Consegui tirar Bresser da reunião da Executiva para uma conversa rápida. Repetindo o que havia proposto em artigo, disse a Bresser que, já que era inevitável o congelamento do meio circulante junto com a poupança, que se fizesse a restauração da circulação monetária liberando depósitos segundo as folhas de pagamento das empresas. Isso não era nenhuma novidade. Em 1948, acontecera na Alemanha e no Japão. Bresser me respondeu que não podia, porque a folha salarial correspondia a 36% do PIB, e isso estouraria com o plano. Aliás, a ministra Zélia ou alguém de sua assessoria fizera a mesma alegação em face da minha sugestão.
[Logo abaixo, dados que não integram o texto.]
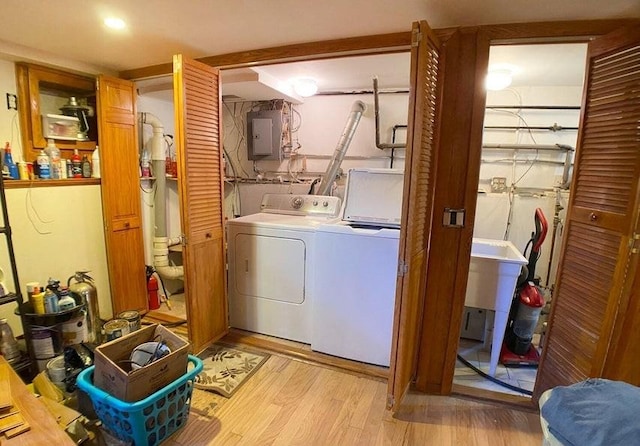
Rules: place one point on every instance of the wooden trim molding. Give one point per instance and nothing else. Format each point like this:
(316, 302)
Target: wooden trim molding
(363, 45)
(24, 184)
(540, 32)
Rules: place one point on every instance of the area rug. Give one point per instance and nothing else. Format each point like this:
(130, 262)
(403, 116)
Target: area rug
(226, 368)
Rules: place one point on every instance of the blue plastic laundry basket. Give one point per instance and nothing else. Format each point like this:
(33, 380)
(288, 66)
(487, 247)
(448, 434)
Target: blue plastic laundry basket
(148, 421)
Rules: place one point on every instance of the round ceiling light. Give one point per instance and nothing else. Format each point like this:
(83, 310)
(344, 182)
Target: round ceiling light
(498, 79)
(305, 87)
(114, 23)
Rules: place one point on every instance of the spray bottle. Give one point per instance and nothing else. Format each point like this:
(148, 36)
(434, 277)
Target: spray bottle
(9, 169)
(84, 292)
(55, 164)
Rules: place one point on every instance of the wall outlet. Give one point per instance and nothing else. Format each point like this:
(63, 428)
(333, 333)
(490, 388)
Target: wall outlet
(12, 101)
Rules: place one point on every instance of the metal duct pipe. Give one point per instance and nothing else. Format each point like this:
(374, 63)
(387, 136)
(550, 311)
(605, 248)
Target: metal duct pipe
(377, 116)
(357, 109)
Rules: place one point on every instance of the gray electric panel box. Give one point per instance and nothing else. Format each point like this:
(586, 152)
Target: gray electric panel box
(264, 134)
“Bresser, argumentei, 36% do PIB é a acumulação anual de um fluxo mensal de, no máximo, 3%”. “Ah é, redargüiu Bresser. Então a gente propõe liberar 1,5%”. “Mas por que, Bresser, não os 3%”. “Porque é mais fácil para a equipe econômica aceitar”. Claro que não houve liberação de nada, nem de 3% nem de 1,5%, e em dois ou três meses o plano tinha ido para o espaço, determinando uma contração da economia no ano de mais de 4%, com imenso desconforto social por causa do congelamento – algo que, a meu ver, seria uma motivação decisiva no movimento do impeachment.
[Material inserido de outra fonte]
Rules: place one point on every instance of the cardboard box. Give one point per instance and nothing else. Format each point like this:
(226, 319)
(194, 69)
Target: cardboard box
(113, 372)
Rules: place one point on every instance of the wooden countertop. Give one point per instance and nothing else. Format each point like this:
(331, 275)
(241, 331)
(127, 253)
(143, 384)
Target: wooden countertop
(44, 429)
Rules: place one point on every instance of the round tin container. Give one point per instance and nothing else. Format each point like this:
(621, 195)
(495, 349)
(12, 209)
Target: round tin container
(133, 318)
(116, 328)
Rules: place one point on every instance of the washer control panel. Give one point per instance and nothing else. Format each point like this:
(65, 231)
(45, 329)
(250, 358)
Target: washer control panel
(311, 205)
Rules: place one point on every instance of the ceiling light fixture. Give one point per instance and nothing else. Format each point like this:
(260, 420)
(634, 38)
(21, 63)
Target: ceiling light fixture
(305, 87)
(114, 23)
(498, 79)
Essa longa história é para dizer que, a não ser por Covas, o PSDB estava pronto a uma adesão total a Fernando Collor. Fernando Henrique, na posse, ofereceu sua imagem televisiva aos milhões de telespectadores brasileiros no lugar de honra junto ao empossado. Covas segurou a barra, praticamente sozinho. Não me consta, da época, uma única palavra de Serra contra o plano ou contra Collor. Falo do tempo em que Collor estava politicamente forte, não quando milhões se apresentaram nas ruas para depô-lo. Em razão disso, quando denuncia Dilma por receber o apoio passivo de Collor e Sarney, e se vangloria de ter o apoio de Fernando Henrique e Itamar, Serra apela para um simbolismo vulgar e se esquece da verdadeira política ativa que ele apoiou.
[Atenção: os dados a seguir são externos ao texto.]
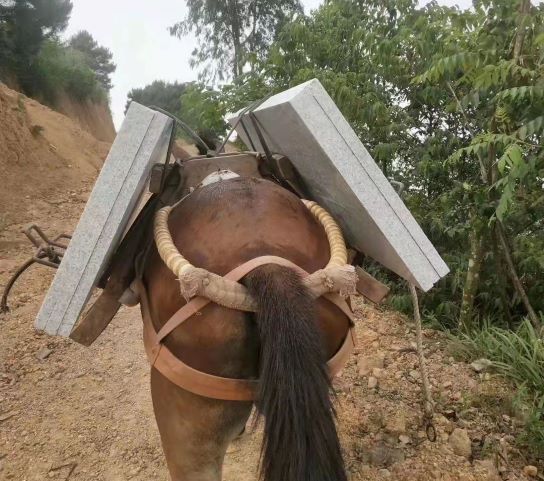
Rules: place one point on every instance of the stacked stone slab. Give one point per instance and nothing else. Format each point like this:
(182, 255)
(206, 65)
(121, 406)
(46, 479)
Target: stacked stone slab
(304, 124)
(142, 141)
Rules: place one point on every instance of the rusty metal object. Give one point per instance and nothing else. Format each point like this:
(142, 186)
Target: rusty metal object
(48, 253)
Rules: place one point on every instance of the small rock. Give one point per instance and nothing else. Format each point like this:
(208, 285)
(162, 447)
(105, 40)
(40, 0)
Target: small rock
(460, 442)
(456, 396)
(480, 365)
(368, 336)
(44, 353)
(367, 363)
(383, 455)
(396, 424)
(487, 466)
(530, 471)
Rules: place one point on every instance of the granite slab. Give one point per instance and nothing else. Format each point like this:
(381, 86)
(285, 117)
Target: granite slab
(142, 141)
(304, 124)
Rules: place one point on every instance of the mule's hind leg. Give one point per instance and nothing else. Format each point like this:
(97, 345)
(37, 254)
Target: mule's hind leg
(195, 431)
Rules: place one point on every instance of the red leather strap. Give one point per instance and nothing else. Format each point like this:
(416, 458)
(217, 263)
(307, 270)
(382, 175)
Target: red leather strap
(217, 387)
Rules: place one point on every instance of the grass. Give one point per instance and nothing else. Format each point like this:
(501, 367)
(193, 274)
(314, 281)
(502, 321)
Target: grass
(519, 357)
É bom dizer que não tenho nada pessoalmente contra Serra. Ao contrário, acho que é um político honrado e limpo, e um administrador público eficiente. A razão porque temo sua eleição é estritamente política: em matéria de política econômica, ele tem certezas erradas. Além disso, se tem havido desvios éticos graves na “turma” do PT, houve desvios ainda piores no PSDB, inclusive em relação a um programa de privatização nefasto aos interesses nacionais e de favorecimento aberto aos amigos do rei, conduzido por pessoas controversas como Ricardo Sérgio de Oliveira, Luís Carlos Mendonça de Barros (demitidos) e – às vezes fora, às vezes dentro da máquina pública – André Lara Resende, todos eles do círculo íntimo de Serra.

Relativamente ao programa de privatização conduzido por Serra no governo FHC, devo dizer que nunca tive uma posição doutrinária ou ideológica contrária a ele. Critique sobretudo a forma, desde Collor. A privatização fatiada da siderurgia foi uma estupidez. A privatização da Telebrás era desnecessária: bastava liberar suas tarifas, como se fez para os privados que a compraram. A privatização de distribuidora elétricas, desde Itamar, sem prévia regulação do mercado, foi um acinte ao consumidor. A privatização da Vale privou o setor público de um agente estratégico do desenvolvimento (coisa que os chilenos não fizeram com seu cobre). Por tudo isso Serra, junto com FHC, pode ser associado a um exterminador do patrimônio público. É impossível tirar dele esse rótulo para a história. Mas que não seja um exterminador do futuro.

(*) Jornalista, economista, doutor pela Coppe/UFRJ, professor de Economia Internacional da UEPA, autor de mais de 20 livros sobre Economia Política brasileira e mundial, entre os quais “A Chave do Tesouro” e “Os Mandarins da República”, e, mais recentemente, “A Crise da Globalização”, sobre a crise mundial em curso.